Claim Interpretation
The following is a quotation of 35 U.S.C. 112(f):
(f) Element in Claim for a Combination. – An element in a claim for a combination may be expressed as a means or step for performing a specified function without the recital of structure, material, or acts in support thereof, and such claim shall be construed to cover the corresponding structure, material, or acts described in the specification and equivalents thereof. 

The following is a quotation of pre-AIA  35 U.S.C. 112, sixth paragraph:
An element in a claim for a combination may be expressed as a means or step for performing a specified function without the recital of structure, material, or acts in support thereof, and such claim shall be construed to cover the corresponding structure, material, or acts described in the specification and equivalents thereof.

The claims in this application are given their broadest reasonable interpretation using the plain meaning of the claim language in light of the specification as it would be understood by one of ordinary skill in the art.  The broadest reasonable interpretation of a claim element (also commonly referred to as a claim limitation) is limited by the description in the specification when 35 U.S.C. 112(f) or pre-AIA  35 U.S.C. 112, sixth paragraph, is invoked. 
As explained in MPEP § 2181, subsection I, claim limitations that meet the following three-prong test will be interpreted under 35 U.S.C. 112(f) or pre-AIA  35 U.S.C. 112, sixth paragraph:
(A)	the claim limitation uses the term “means” or “step” or a term used as a substitute for “means” that is a generic placeholder (also called a nonce term or a non-structural term having no specific structural meaning) for performing the claimed function; 
(B)	the term “means” or “step” or the generic placeholder is modified by functional language, typically, but not always linked by the transition word “for” (e.g., “means for”) or another linking word or phrase, such as “configured to” or “so that”; and 
(C)	the term “means” or “step” or the generic placeholder is not modified by sufficient structure, material, or acts for performing the claimed function. 
Use of the word “means” (or “step”) in a claim with functional language creates a rebuttable presumption that the claim limitation is to be treated in accordance with 35 U.S.C. 112(f) or pre-AIA  35 U.S.C. 112, sixth paragraph.

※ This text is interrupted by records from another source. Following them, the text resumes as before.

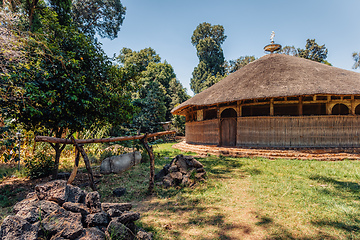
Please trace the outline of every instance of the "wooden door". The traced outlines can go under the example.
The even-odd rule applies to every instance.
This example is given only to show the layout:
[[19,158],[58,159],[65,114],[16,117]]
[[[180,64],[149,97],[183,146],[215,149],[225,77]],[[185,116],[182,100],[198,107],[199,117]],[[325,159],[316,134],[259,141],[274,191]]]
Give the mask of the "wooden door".
[[221,146],[236,145],[236,118],[221,119]]

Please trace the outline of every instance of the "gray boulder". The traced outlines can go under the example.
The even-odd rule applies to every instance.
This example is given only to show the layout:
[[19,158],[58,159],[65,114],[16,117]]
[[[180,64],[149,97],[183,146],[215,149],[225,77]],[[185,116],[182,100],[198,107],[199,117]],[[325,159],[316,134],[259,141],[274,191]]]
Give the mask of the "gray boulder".
[[84,230],[81,214],[69,212],[63,208],[49,214],[42,220],[42,226],[48,233],[68,239],[79,237]]
[[36,240],[39,225],[31,225],[19,216],[8,216],[0,227],[2,240]]

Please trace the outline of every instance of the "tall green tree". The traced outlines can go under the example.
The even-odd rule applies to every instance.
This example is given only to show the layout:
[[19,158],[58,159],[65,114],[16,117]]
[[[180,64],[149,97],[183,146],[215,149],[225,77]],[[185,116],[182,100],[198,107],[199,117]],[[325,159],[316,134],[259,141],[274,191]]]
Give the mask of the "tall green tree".
[[220,81],[224,74],[224,53],[221,44],[225,41],[224,27],[201,23],[194,30],[191,43],[196,47],[199,64],[194,68],[190,80],[195,94]]
[[159,122],[170,121],[174,106],[189,98],[173,67],[161,62],[152,48],[140,51],[123,48],[116,60],[125,76],[136,82],[133,102],[139,112],[134,115],[133,127],[143,132],[161,130]]
[[305,49],[298,49],[298,56],[315,62],[323,62],[327,58],[328,49],[325,44],[319,45],[315,39],[307,39]]
[[281,48],[279,53],[306,58],[315,62],[320,62],[331,66],[331,63],[326,61],[328,49],[325,47],[325,44],[317,44],[315,42],[315,39],[307,39],[305,49],[295,48],[294,46],[284,46]]
[[227,72],[233,73],[239,70],[240,68],[245,67],[249,63],[255,61],[255,56],[241,56],[238,59],[230,60],[227,66]]
[[281,48],[279,53],[291,56],[298,56],[298,51],[294,46],[284,46]]
[[130,48],[123,48],[115,60],[122,67],[125,78],[137,82],[149,63],[159,63],[161,58],[152,48],[144,48],[138,52]]
[[91,37],[98,34],[102,38],[117,38],[125,12],[126,8],[120,0],[72,1],[72,19],[75,26]]

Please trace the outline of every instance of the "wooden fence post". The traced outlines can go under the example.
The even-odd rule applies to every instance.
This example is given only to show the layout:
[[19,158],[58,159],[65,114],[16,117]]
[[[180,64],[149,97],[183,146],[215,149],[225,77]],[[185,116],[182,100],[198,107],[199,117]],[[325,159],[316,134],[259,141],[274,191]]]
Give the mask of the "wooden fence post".
[[94,183],[94,177],[93,177],[93,174],[92,174],[89,158],[87,157],[86,152],[82,148],[82,146],[80,146],[75,141],[75,138],[73,136],[71,136],[70,139],[71,139],[72,143],[74,144],[74,146],[76,147],[76,149],[81,153],[81,156],[83,157],[84,162],[85,162],[86,170],[88,171],[88,176],[89,176],[89,180],[90,180],[90,187],[91,187],[91,189],[93,191],[96,191],[96,187],[95,187],[95,183]]

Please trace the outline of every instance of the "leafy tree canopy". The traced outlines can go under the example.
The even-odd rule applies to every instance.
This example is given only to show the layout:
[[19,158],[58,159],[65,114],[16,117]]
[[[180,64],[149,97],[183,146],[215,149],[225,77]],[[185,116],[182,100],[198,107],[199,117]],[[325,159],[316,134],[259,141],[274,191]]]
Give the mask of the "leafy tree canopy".
[[126,11],[120,0],[73,0],[72,6],[72,19],[81,32],[91,37],[98,34],[117,38]]
[[217,45],[224,43],[226,39],[225,29],[222,25],[211,25],[210,23],[200,23],[191,36],[191,43],[197,46],[202,39],[211,38]]
[[305,49],[298,49],[298,56],[313,60],[315,62],[322,62],[327,58],[328,50],[324,45],[318,45],[315,39],[307,39]]
[[359,68],[360,67],[360,52],[358,52],[358,53],[354,52],[353,59],[355,61],[353,68],[354,69]]
[[[39,22],[31,28],[26,44],[20,46],[26,60],[11,62],[0,76],[2,116],[16,119],[26,129],[46,127],[56,137],[65,129],[81,131],[94,122],[130,121],[133,106],[123,71],[113,65],[96,39],[65,24],[66,17],[59,17],[58,12],[66,13],[67,9],[52,5],[37,9]],[[64,146],[52,146],[56,175]]]
[[305,49],[285,46],[280,50],[280,53],[331,65],[325,60],[328,54],[328,49],[325,47],[325,44],[319,45],[315,42],[315,39],[307,39]]

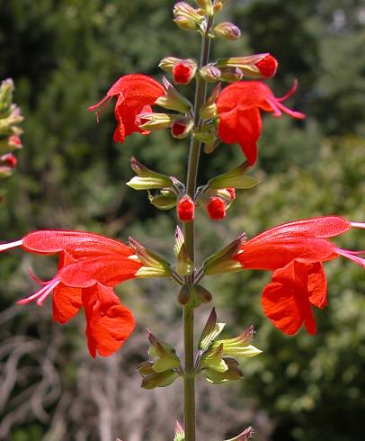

The presumption that the claim limitation is interpreted under 35 U.S.C. 112(f) or pre-AIA  35 U.S.C. 112, sixth paragraph, is rebutted when the claim limitation recites sufficient structure, material, or acts to entirely perform the recited function. 
Absence of the word “means” (or “step”) in a claim creates a rebuttable presumption that the claim limitation is not to be treated in accordance with 35 U.S.C. 112(f) or pre-AIA  35 U.S.C. 112, sixth paragraph. The presumption that the claim limitation is not interpreted under 35 U.S.C. 112(f) or pre-AIA  35 U.S.C. 112, sixth paragraph, is rebutted when the claim limitation recites function without reciting sufficient structure, material or acts to entirely perform the recited function. 
Claim limitations in this application that use the word “means” (or “step”) are being interpreted under 35 U.S.C. 112(f) or pre-AIA  35 U.S.C. 112, sixth paragraph, except as otherwise indicated in an Office action. Conversely, claim limitations in this application that do not use the word “means” (or “step”) are not being interpreted under 35 U.S.C. 112(f) or pre-AIA  35 U.S.C. 112, sixth paragraph, except as otherwise indicated in an Office action.
This application includes one or more claim limitations that do not use the word “means,” but are nonetheless being interpreted under 35 U.S.C. 112(f) or pre-AIA  35 U.S.C. 112, sixth paragraph, because the claim limitation(s) uses a generic placeholder that is coupled with functional language without reciting sufficient structure to perform the recited function and the generic placeholder is not preceded by a structural modifier.  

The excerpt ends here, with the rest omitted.